I need to figure out if there's a wedge missing that would explain the leaf spring being loose and not pushing the jaws open.

Anyway, step one - take it to bits






The bolts holding the top bracket on will never release their nuts so I'll grind them off tomorrow.

Now what about getting the rust off. A 5l bottle of evapo-rust costs as much as the vice did so I'm thinking of a vinegar/salt solution unless anyone's got a better idea?


----------



## fossyant (28 Apr 2021)

Drill and wire brush attachment


----------



## Profpointy (28 Apr 2021)

fossyant said:


> Drill and wire brush attachment



small angle grinder and wire cup brush.
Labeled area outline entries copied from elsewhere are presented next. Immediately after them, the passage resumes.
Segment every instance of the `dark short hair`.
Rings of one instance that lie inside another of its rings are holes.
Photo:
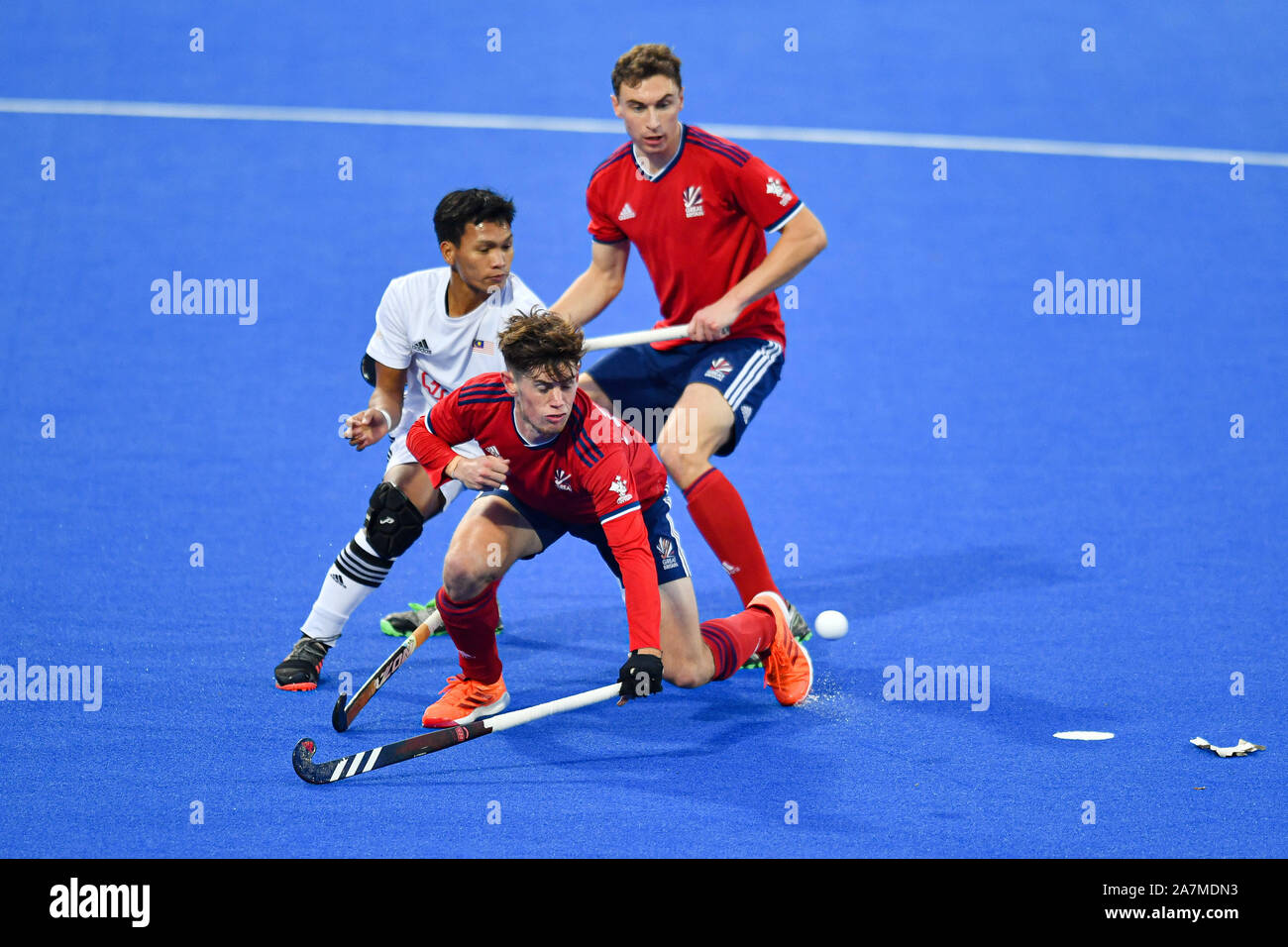
[[[501,357],[511,375],[531,378],[545,368],[559,384],[577,378],[585,344],[580,329],[563,316],[536,305],[511,316],[500,336]]]
[[[661,43],[641,43],[631,46],[613,66],[613,95],[621,95],[623,85],[634,89],[650,76],[674,79],[676,86],[684,88],[680,81],[680,58],[671,48]]]
[[[446,241],[460,246],[466,227],[492,223],[510,227],[514,223],[514,202],[484,188],[452,191],[434,209],[434,234],[439,244]]]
Beware the bristles fire off and stick in your legs through trousers - annoying rather than causing injury, but a reminder that goggles are essential

It'd take years with drill driven brush


----------



## Tail End Charlie (28 Apr 2021)

The smaller bits would do fine in a vinegar bath. For the larger pieces an angle grinder with either a cup brush or flap disc (coincidentally Aldi have them in at the moment). Cup brushes are quite pricy, don't use cheaper ones as they're often out of balance and vibrate massively.


----------



## Cerdic (28 Apr 2021)

Electro-something... You need a bucket, soda crystals, a couple of crocodile clips and some electricity. Gets all the rust off like magic while you are doing something more interesting, like cycling or having a nice cup of tea and a piece of cake!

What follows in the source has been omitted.